Die Gefahrenquellen der Gasheizung

  •  Im Grunde ist ein Austritt von nicht verbranntem Gas bei regelmäßig überprüften Gasanlagen fast unmöglich. Ein passendes Magnetventil steuert die Zufuhr des Brenngases und schließt dieses auch sofort wieder, wenn die Flamme erlischt. Deswegen sind Gasexplosionen meist ausgeschlossen und treten nur durch schwere Fehler innerhalb des Geräts oder menschlichem Versagen auf. 
  •  Der häufigste Störfaktor ist der Austritt von Verbrennungsgasen. In der normalen Luft entwickeln sich kleine Mengen von Kohlenmonoxid, dass bei der Verbrennung entsteht. Gerade wenn die Heizung nicht genügend Sauerstoff zur Verfügung hat, kann sich dieses Gas entwickeln. Dies ist bei schlechter Luftzufuhr (z.B.: aufgrund der Modernisierung/Tausch der Fenster) der Fall. 
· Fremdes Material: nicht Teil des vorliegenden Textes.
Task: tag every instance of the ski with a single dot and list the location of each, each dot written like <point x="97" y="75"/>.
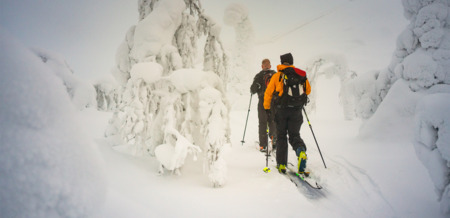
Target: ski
<point x="308" y="180"/>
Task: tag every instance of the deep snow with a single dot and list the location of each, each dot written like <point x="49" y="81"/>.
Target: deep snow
<point x="376" y="174"/>
<point x="364" y="178"/>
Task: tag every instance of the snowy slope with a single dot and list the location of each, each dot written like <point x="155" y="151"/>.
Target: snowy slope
<point x="364" y="178"/>
<point x="377" y="176"/>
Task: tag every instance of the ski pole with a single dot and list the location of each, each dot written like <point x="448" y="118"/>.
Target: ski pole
<point x="314" y="138"/>
<point x="247" y="119"/>
<point x="267" y="169"/>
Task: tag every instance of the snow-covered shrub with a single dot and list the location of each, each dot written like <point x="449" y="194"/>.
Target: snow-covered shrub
<point x="48" y="167"/>
<point x="159" y="97"/>
<point x="82" y="93"/>
<point x="329" y="66"/>
<point x="432" y="142"/>
<point x="107" y="97"/>
<point x="416" y="83"/>
<point x="422" y="56"/>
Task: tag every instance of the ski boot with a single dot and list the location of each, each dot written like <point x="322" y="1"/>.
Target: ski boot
<point x="302" y="162"/>
<point x="281" y="168"/>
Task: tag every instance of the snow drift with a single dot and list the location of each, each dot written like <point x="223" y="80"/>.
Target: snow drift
<point x="48" y="166"/>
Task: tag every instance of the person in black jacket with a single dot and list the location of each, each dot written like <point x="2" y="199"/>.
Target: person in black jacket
<point x="259" y="86"/>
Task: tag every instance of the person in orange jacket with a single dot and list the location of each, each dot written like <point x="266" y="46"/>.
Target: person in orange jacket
<point x="264" y="122"/>
<point x="291" y="87"/>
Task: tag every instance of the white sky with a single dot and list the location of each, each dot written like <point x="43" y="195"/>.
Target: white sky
<point x="88" y="33"/>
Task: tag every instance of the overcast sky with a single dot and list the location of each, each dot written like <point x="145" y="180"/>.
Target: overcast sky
<point x="87" y="33"/>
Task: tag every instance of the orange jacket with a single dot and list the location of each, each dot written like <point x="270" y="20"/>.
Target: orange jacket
<point x="276" y="85"/>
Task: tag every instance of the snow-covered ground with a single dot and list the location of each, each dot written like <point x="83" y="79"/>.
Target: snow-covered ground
<point x="372" y="167"/>
<point x="364" y="178"/>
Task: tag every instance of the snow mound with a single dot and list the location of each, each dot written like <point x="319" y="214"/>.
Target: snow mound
<point x="393" y="116"/>
<point x="150" y="72"/>
<point x="48" y="167"/>
<point x="432" y="142"/>
<point x="82" y="93"/>
<point x="186" y="80"/>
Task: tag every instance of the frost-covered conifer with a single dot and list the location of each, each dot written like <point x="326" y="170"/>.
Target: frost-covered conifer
<point x="420" y="67"/>
<point x="421" y="57"/>
<point x="330" y="66"/>
<point x="159" y="98"/>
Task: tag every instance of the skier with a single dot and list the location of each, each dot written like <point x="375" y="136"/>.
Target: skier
<point x="291" y="88"/>
<point x="259" y="86"/>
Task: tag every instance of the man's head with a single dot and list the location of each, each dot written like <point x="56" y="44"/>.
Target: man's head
<point x="266" y="64"/>
<point x="287" y="59"/>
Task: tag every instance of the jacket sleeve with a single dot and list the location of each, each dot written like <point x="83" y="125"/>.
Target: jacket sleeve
<point x="269" y="91"/>
<point x="256" y="86"/>
<point x="307" y="87"/>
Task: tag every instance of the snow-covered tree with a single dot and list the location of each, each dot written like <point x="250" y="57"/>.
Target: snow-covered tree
<point x="158" y="97"/>
<point x="420" y="73"/>
<point x="329" y="66"/>
<point x="421" y="57"/>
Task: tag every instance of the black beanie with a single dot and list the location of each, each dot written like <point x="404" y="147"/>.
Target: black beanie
<point x="287" y="58"/>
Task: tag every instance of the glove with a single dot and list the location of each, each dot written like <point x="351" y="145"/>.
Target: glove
<point x="256" y="87"/>
<point x="268" y="112"/>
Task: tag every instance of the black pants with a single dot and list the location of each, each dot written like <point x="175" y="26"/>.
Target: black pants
<point x="265" y="122"/>
<point x="288" y="122"/>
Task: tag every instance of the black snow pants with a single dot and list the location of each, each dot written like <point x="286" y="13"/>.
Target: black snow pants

  • Das Kohlenmonoxid ist dann die größte Gefahrenquelle der Gasheizung. Es ist vollkommen geruchlos und dabei hochgiftig. Sollte man dieses Gas über einen längeren Zeitraum einatmen oder in großen Mengen, kann dies zur Blockierung des Hämoglobins führen. Somit kommt es zum Bewusstseinsverlust bis in den schlimmsten Fällen bis zum Tode. Allerdings können die Vergiftungssymptome schon frühzeitig erkannt werden. Besonders Kopfschmerzen, Abgeschlagenheit, Übelkeit und Atemnot sind ein Zeichen für eine Kohlenmonoxidvergiftung, man sollte im Ernstfall sofort für frische Sauerstoffzufuhr sorgen und wenn es geht, die Wohnung bzw. das Haus verlassen und die Feuerwehr und Rettung rufen. 
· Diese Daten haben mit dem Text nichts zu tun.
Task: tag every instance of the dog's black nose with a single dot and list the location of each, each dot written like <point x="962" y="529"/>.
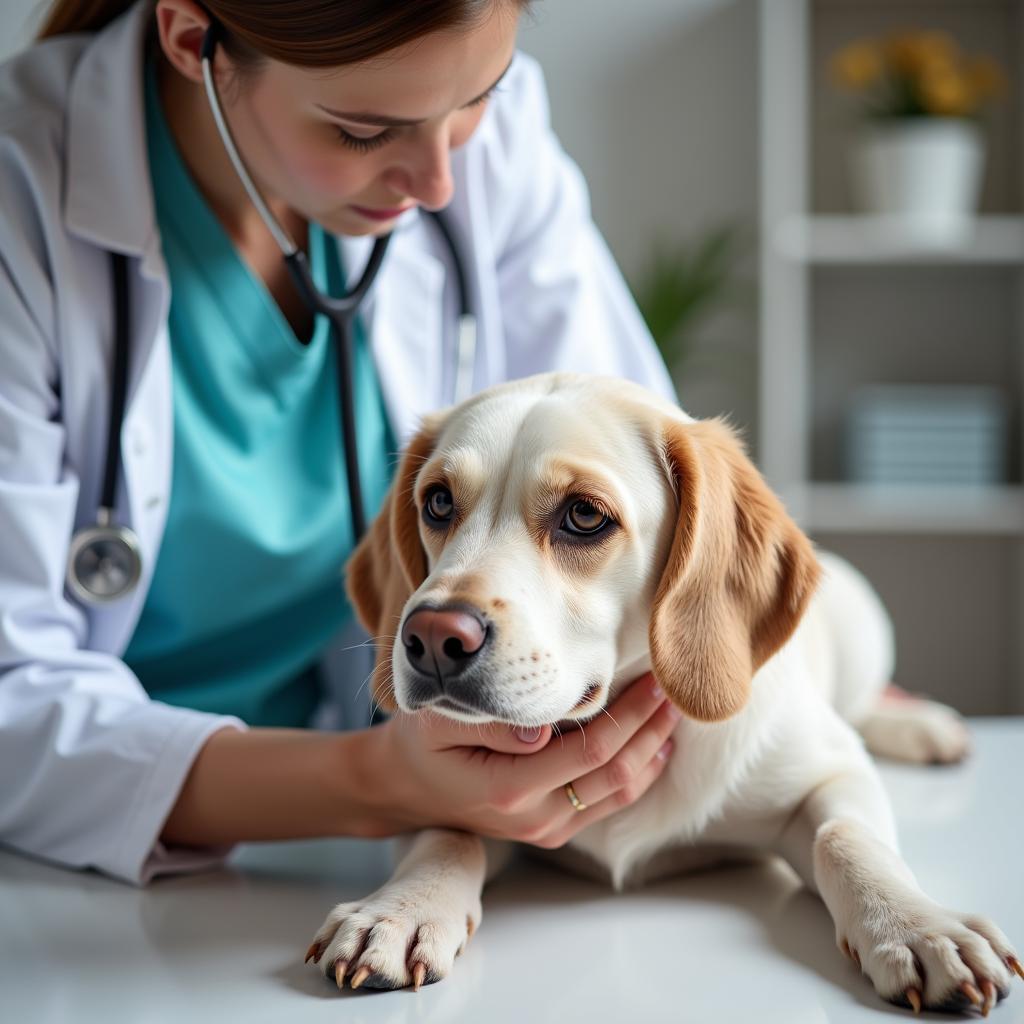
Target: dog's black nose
<point x="441" y="642"/>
  • Kohlenmonoxidaustritte kommen aber nur in den seltensten Fällen vor und sind dann meist auf den Ausbleib der fachgerechten Wartung des Gerätes oder direktes, menschliches Versagen bzw. Manipulation zurückzuführen.

Die richtige Unfallprävention

  • Mindestens alle 12 Jahre müssen Sie einen Gassicherheitscheck durch Fachpersonal durchführen lassen. Achten Sie dabei immer auf darauf, dass sich dabei an die sicherheitstechnischen Standards gehalten wird. Nach einem fachkompetenten Gassicherheitscheck sollten Sie ein Prüfungsprotokoll bekommen.
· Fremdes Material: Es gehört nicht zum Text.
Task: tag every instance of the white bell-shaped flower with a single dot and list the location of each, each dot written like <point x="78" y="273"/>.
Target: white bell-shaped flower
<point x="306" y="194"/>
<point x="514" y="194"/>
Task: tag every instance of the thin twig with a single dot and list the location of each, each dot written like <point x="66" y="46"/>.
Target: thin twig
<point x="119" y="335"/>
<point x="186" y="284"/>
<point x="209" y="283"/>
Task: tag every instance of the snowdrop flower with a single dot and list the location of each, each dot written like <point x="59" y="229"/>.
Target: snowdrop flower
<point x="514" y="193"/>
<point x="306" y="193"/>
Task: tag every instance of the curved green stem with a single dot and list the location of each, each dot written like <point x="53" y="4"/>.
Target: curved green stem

  • Bei der Überprüfung müssen folgende Leistungen abgedeckt sein: Gasdichtheit der Leitungen, Regeleinrichtungen, Geräte- und Aufstellbedingungen. Sollte das nicht auch auf dem Protokoll nachvollziehbar sein, erkundigen Sie sich lieber noch einmal über die beauftragte Firma und fragen bei einem renommierten Installationsbetrieb nach, bei dem Sie sich auf die Verlässlichkeit verlassen können.
  • Um Gasaustritte und Störfälle frühzeitig zu erkennen, kann man ein Gasmessgerät an der Heizung anbringen. Diese Geräte sind ähnlich wie Rauchmelder und geben Alarm, wenn eine hohe Konzentration von Kohlenmonoxid gemessen wird.
  • Es gibt hochwertige CO-Messgeräte schon günstig im Baumarkt, auch für Privatpersonen zu kaufen. Um einen Unfall zu vermeiden, ist eine ausreichende Luftzufuhr sehr wichtig, daher sieht das Gassicherheitsgesetz zusätzlich zum Gassicherheitscheck auch eine regelmäßige Verbrennungsluftmessung vor, um den Schadensfall vorzubeugen.